The Environmental Protection Agency (EPA) announced that it will not approve labels stating that glyphosate, the active ingredient in Roundup, causes cancer. The agency’s decision is directed primarily at California.
California declared glyphosate a carcinogen in 2017, but Monsanto challenged the decision in federal court. The judge has temporarily prohibited the state from requiring the labels as the lawsuit is pending.
In its guidance to companies registered to sell glyphosate, the EPA says that California’s labels would “constitute a false and misleading statement,” and has asked that companies submit draft amended labeling.
“For any pesticide product that currently contains Proposition 65 warning language exclusively on the basis that it contains glyphosate, EPA requests the submission of draft amended labeling that removes such language within ninety (90) days of the date of this letter,” the agency wrote in its guidance letter.
Andrew Wheeler, EPA Administrator, said that the agency will “not allow California’s flawed program to dictate federal policy.”

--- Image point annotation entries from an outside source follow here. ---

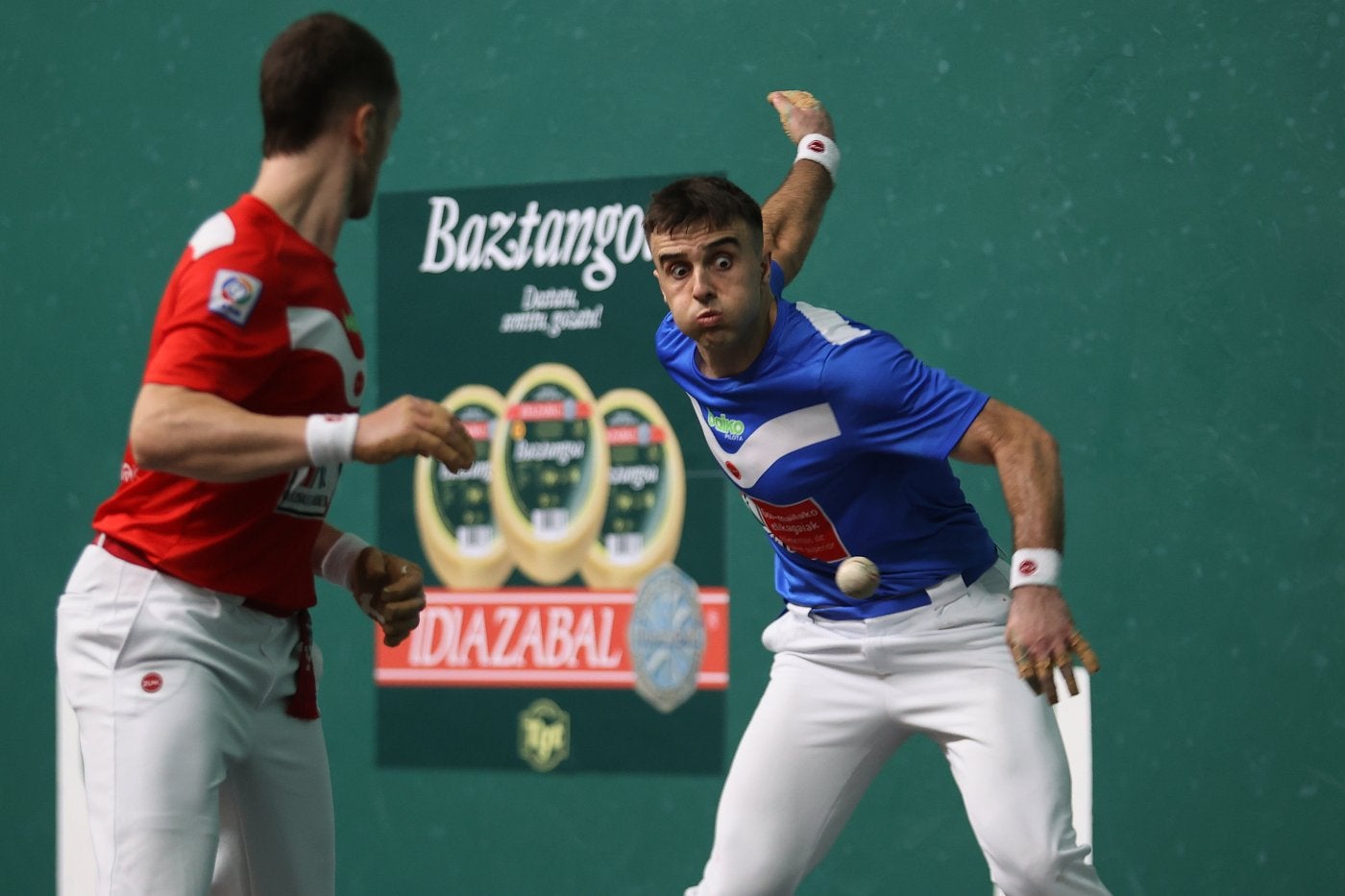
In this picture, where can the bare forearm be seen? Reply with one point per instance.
(1028, 462)
(206, 437)
(1029, 473)
(793, 214)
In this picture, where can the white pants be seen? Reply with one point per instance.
(181, 698)
(844, 695)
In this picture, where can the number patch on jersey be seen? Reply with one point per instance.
(309, 492)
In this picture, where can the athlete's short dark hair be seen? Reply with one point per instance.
(701, 202)
(319, 67)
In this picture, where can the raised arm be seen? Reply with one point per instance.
(1039, 631)
(793, 214)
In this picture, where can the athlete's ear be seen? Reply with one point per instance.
(363, 127)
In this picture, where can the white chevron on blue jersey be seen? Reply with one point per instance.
(770, 442)
(829, 325)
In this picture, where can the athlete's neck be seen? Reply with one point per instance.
(309, 190)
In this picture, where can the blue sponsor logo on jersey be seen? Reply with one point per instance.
(722, 424)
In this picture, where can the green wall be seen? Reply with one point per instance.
(1123, 217)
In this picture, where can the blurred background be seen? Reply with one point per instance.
(1123, 218)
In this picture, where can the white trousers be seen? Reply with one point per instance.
(844, 695)
(197, 781)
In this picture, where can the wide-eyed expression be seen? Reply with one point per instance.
(715, 282)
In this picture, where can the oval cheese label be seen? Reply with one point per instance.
(646, 505)
(549, 465)
(453, 512)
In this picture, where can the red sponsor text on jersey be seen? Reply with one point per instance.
(803, 527)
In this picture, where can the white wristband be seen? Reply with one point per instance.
(820, 148)
(1035, 567)
(331, 439)
(338, 566)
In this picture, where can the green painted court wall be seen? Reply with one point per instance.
(1126, 218)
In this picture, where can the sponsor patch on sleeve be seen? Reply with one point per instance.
(234, 295)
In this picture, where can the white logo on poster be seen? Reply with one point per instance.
(508, 241)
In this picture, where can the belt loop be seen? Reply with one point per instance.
(305, 702)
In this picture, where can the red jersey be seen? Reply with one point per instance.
(253, 314)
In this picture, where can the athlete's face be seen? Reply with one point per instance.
(715, 282)
(379, 138)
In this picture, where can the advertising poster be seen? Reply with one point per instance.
(577, 614)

The agency says that its decision is based on its own findings that glyphosate, when used as directed, does not pose a risk to the general public and is “not likely to be carcinogenic to humans.”
The World Health Organization (WHO) has previously determined that glyphosate was “probably a carcinogen,” which prompted California to list the chemical as such under its Proposition 65 law.
The EPA’s announcement is a victory for Bayer, parent company of Monsanto, which has been battered by lawsuits. The company faces thousands of lawsuits from landscapers, farmers and gardeners. Thus far, Monsanto has lost three high-profile court cases, but the company has managed to reduce the combined jury awards to less than $200 million.
Bayer is proposing to pay up to $8 billion to settle more than 18,000 lawsuits related to Roundup, according to a report from Bloomberg.